Mein Körper, meine Entscheidung – für echte Selbstbestimmung in der Schwangerschaft!

In Deutschland werden jährlich rund 100.000 Schwangerschaften auf Wunsch der Mutter hin vorzeitig beendet. In Ländern mit liberaleren Abtreibungsgesetzen, wie die Niederlande oder Kanada, erfolgen vorzeige Schwangerschaftsenden seltener und zu früheren Zeitpunkten. In Deutschland werden Abtreibungen hingegen kontrovers diskutiert und sind weitgehend verboten, denn ein Schwangerschaftsabbruch ist mit wenigen Ausnahmen nach § 218 StGB rechtswidrig.

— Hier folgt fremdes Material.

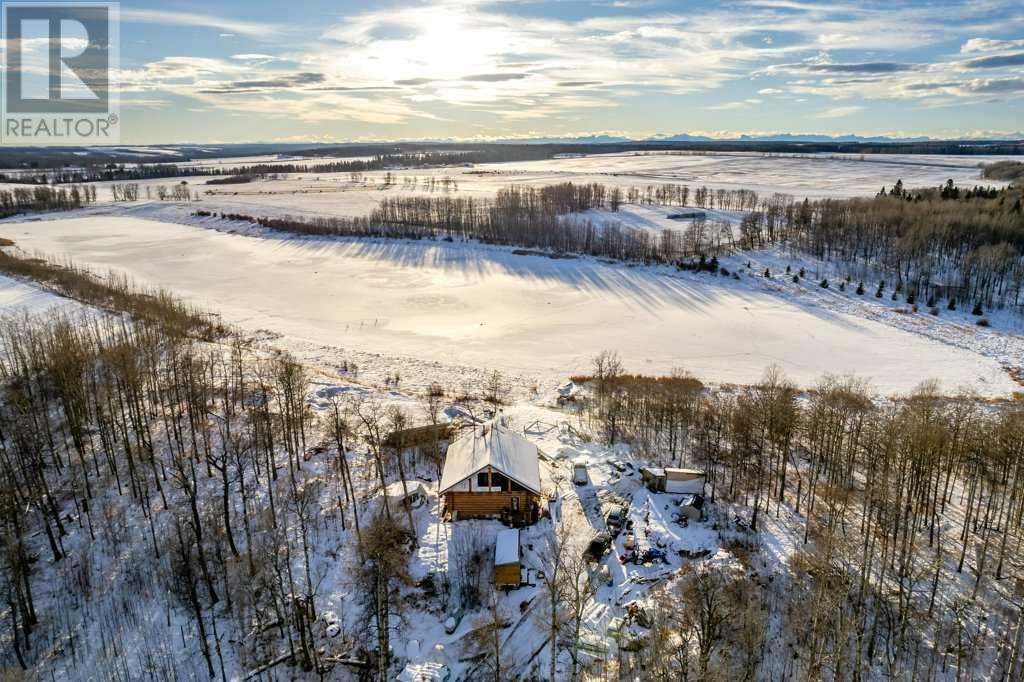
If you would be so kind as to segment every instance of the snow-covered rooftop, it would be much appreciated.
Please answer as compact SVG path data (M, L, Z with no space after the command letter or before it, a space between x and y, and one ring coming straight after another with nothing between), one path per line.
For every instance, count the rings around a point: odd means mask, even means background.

Für uns steht fest: In einer gleichgestellten und selbstbestimmten Gesellschaft, sind die Hintergründe für einen Schwangerschaftsabbruch irrelevant. Alleinig die Entscheidung der Schwangeren ist hierbei bedeutsam. Manche Schwangere, die sich in einem Schwangerschaftskonflikt befinden, werden durch diese Teil-Kriminalisierung und staatlichen Regelungen unter großen Druck gesetzt. Dazu kommt, dass immer weniger Ärztinnen und Ärzte Abbrüche durchführen und soziale Benachteiligung durch die hohen selbstzutragenden Kosten entsteht.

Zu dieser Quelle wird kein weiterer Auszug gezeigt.